Question: How do you explain our seemingly unending appetite for mysteries? What is it about the mystery that so engages our minds and imagination?

P.D. James: The human race has had an appetite for mysteries from the earliest writings and no doubt tales of mystery and murder were recounted by our remote ancestors round the camp fires by the tribal storyteller. Murder is the unique crime, the only one for which we can make no reparation, and has always been greeted with a mixture of repugnance, horror, fear, and fascination. We are particularly intrigued by the motives which cause a man or woman to step across the invisible line which separates a murderer from the rest of humanity. Human beings also love a puzzle and a strong story, and mysteries have both.

Question: Do you think there is (or was) a Golden Age of detective fiction?

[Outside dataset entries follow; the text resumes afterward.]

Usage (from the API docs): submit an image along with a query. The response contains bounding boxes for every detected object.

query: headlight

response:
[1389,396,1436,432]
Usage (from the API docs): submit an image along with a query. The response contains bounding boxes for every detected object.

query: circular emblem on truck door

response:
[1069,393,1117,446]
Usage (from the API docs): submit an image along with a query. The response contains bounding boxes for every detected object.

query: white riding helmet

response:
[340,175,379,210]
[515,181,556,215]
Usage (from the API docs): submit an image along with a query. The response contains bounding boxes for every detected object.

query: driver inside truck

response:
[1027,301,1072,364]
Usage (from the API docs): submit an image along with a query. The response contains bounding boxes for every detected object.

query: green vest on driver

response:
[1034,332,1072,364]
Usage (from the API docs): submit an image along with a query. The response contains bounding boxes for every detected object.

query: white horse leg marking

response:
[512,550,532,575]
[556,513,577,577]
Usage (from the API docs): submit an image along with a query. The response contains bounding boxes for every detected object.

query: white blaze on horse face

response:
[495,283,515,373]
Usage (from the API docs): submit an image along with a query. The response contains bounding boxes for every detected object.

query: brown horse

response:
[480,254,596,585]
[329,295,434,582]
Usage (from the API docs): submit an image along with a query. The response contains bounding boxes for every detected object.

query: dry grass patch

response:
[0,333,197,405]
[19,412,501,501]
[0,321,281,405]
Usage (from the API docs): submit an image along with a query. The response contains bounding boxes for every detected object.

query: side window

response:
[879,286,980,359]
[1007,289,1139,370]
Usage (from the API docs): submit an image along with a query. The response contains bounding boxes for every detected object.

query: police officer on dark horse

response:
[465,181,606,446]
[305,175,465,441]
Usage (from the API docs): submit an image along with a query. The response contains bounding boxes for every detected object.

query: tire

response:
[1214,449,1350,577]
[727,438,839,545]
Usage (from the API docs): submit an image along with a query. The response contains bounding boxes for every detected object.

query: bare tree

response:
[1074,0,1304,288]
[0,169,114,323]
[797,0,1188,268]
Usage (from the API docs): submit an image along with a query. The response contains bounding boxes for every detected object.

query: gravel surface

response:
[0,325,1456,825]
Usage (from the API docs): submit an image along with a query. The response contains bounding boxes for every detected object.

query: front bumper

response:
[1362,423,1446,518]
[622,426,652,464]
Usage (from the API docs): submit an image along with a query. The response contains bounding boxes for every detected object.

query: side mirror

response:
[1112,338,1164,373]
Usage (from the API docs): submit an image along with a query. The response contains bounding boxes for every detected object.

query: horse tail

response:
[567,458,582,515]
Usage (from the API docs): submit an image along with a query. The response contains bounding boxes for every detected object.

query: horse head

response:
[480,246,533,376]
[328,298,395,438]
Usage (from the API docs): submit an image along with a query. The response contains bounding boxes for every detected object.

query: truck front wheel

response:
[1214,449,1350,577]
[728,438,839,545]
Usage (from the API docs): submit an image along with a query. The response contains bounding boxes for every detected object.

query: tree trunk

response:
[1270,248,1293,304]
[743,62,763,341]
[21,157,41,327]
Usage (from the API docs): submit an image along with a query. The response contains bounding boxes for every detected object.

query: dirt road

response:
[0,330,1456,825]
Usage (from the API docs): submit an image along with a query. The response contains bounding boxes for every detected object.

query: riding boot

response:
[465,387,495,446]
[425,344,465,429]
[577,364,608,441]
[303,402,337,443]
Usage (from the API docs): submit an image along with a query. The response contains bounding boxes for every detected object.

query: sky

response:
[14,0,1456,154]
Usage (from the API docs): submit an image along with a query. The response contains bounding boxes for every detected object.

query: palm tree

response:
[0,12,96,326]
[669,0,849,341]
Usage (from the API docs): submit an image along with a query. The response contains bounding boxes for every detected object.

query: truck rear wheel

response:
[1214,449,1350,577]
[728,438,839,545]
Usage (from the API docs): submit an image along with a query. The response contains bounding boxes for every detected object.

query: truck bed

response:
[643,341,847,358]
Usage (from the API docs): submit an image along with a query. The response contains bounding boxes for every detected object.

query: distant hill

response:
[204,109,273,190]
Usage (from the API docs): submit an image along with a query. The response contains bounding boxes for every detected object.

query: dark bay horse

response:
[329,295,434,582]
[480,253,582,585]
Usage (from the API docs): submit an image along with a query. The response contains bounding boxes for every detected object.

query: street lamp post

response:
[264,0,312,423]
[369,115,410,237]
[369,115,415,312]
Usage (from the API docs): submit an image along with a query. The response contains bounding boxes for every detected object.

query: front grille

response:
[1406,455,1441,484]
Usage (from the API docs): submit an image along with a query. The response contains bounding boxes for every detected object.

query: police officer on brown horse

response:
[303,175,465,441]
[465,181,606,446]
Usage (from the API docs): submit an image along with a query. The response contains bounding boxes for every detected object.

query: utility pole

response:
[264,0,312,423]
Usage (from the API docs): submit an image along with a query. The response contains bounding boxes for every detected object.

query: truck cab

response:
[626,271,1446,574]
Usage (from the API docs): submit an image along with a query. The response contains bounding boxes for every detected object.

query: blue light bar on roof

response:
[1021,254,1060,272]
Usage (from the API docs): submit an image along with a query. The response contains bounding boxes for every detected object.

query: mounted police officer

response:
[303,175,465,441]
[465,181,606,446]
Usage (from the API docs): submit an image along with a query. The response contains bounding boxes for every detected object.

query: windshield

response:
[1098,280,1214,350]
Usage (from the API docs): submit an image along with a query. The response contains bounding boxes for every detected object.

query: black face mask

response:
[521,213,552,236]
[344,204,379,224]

P.D. James: The years between the two world wars are generally regarded as the Golden Age of detective fiction and certainly, in England in particular, there was a surge of excellent writing. The detective story became immensely popular and a number of very talented writers were engaged in the craft. I feel that there are so many good novelists writing mysteries today that we may well be entering a second Golden Age.

Question: Do you feel that your own Adam Dalgliesh owes anything to any particular literary detectives who came before him?

P.D. James: I don't feel that Adam Dalgliesh owes anything to a particular literary detective as the heroes of the mystery novels which I particularly enjoyed in the Golden Age were usually amateurs, and I was anxious to create a professional detective.

Question: If you were to recommend 3 or 4 books that represent the best of detective fiction in all its forms, which books would they be?

P.D. James: It is difficult to know what books to recommend as personal taste plays such a large part and modern readers may feel out of touch with the Golden Age mysteries which I so much enjoyed. Among them are The Moonstone by Wilkie Collins, Tiger in the Smoke by Margery Allingham, Murder Must Advertise by Dorothy L. Sayers, and Tragedy at Law by Cyril Hare. It would take a much longer list to represent the mystery in all its forms, and it would certainly include the American hard-boiled school.